Le Bon, La Brute et Le Cinglé : Western ultime, mais pas que…

En matière de nouvelle vague de cinéastes sud-coréens, Kim Jee-Woon est probablement l’un des plus mésestimés, à tort. Révélé chez nous avec son troisième long métrage Deux Sœurs il n’a pas vraiment su trouver grâce aux yeux du public européen, du moins aussi rapidement que certains de ses comparses comme Park Chan-Wook ou Bong Joon-Ho. Pour autant, quiconque s’intéresse un tant soit peu au cinéma sud-coréen porte forcément en estime l’un des films de Kim Jee-Woon, ne serait-ce que l’immense J’ai Rencontré le Diable (disponible sur Shadowz). Mais avant de nous livrer l’une des traques les plus violentes que le cinéma nous ait pondu, notre réalisateur avait déjà concrétisé un sacré tour de force. Imaginez la rencontre fortuite entre le cinéma de Sergio Leone, John Woo, Stephen Chow et Quentin Tarantino et vous aurez une petite idée de ce qui vous attend. Car oui : après les innombrables effusions de sang, il était temps pour nous de vous proposer un film à regarder en famille. Le Bon, La Brute et Le Cinglé est sorti dans nos salles en 2008 et vient s’offrir une seconde jeunesse sur Shadowz. Accrochez vos ceintures, il y a du dynamitage de codes dans l’air !

Dans les années 1930, en Mandchourie, un riche homme d’affaires est en possession d’une mystérieuse carte qu’il vend à un banquier japonais. Pour en récolter tous les bénéfices il paie Chang-Yi – le plus célèbre tueur de la région – pour la récupérer par la force des armes. Mais lorsque celui-ci attaque le train où se trouve la carte un voleur fou, Tae-Goo, l’a devancé et a récupéré cette carte sans en connaître la valeur réelle. Dans le train se trouve aussi Do-Won, un célèbre chasseur de primes, pour qui la traque des deux bandits commence.

Oubliez tout ce que vous connaissez du western (spaghetti notamment), Le Bon, La Brute et Le Cinglé s’affranchit de tous les codes inhérents au genre pour nous livrer un film-somme, une encyclopédie de décennies entières de cinéma, le tout dans un condensé intense, mais jamais indigeste. Kim Jee-Woon délivre le film hommage ultime et vient nous gratifier de tout ce qui a trait à sa culture cinématographique. Pour quiconque n’aimant pas le western il s’agit du film idéal pour se réconcilier avec le genre. Pour les aficionados du genre, ce sera un plaisir de tous les instants. Enfin, pour ceux qui voudraient se parfaire une culture en la matière, disons qu’il vaut mieux ne pas commencer par celui-ci tant il fausserait leur vision du genre. Le Bon, La Brute et Le Cinglé s’adresse clairement aux initiés, à ceux qui ont dévoré les films d’action hong-kongais des années 80 et 90 et ceux qui peuvent réciter par cœur tous les dialogues de la trilogie du dollar de Leone. Kim Jee-Woon propose un pastiche grandiloquent en assumant pleinement ses références. Et des séquences à couper le souffle, le film n’en manque clairement pas : de la spectaculaire attaque du train en ouverture à la fusillade extatique au sein du marché aux voleurs, le film se montre d’une générosité sans pareil. Une fois de plus, il est plaisant de constater la propension qu’ont les auteurs sud-coréens à assimiler le cinéma occidental pour en créer quelque chose d’unique. S’il ne devait rester qu’un seul hommage aux westerns, pour sûr que Le Bon, La Brute et Le Cinglé mériterait son titre de leader.

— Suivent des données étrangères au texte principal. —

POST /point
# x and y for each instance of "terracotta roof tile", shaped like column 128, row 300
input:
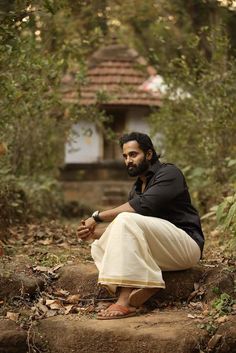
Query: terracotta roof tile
column 117, row 72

Soulignons la maîtrise de la direction artistique de Kim Jee-Woon. Son film déborde d’idées de mise en scène, c’est un vrai bestiaire pour quiconque souhaite étudier comment insuffler du dynamisme aux scènes d’action. Non content de laisser pleinement exprimer le talent de son réalisateur, le film préfigure également ce qui se fera de meilleur par la suite dans le cinéma d’action. L’immense séquence de course-poursuite dans le désert qui amène au climax du film ne peut pas ne pas nous ramener vers Mad Max : Fury Road, c’est indéniable. Le film boucle parfaitement la boucle de l’auteur oriental qui s’inspire de l’occident afin que ce dernier vienne piocher chez lui en retour. Ainsi, la notion de transmission se ressent d’autant plus fortement qu’elle demeure très sincère chez Kim Jee-Woon. La ressemblance avec Le Bon, La Brute et Le Truand se révèle très minime en réalité (le titre français cherchant avant tout à capitaliser sur un nom afin d’appâter les spectateurs), mais il subsiste quelques citations qui réchauffent le cœur et ne tombent jamais dans un maniérisme putassier. Lorsque Tae-Goo est persuadé d’avoir trouvé le trésor et commence à creuser sous les menaces de Do-Won, le spectateur aguerri se languit d’un fameux « le monde se divise en deux catégories » qui ne viendra jamais. Toujours admiratif et jamais poussif : voilà ce qui définit parfaitement le travail de Kim Jee-Woon sur ce film. Ajoutez à son matériau de base (le western spaghetti) des fusillades dignes des meilleurs John Woo et un humour cartoonesque à la Stephen Chow et vous aurez une petite idée des merveilles que renferme Le Bon, La Brute et Le Cinglé.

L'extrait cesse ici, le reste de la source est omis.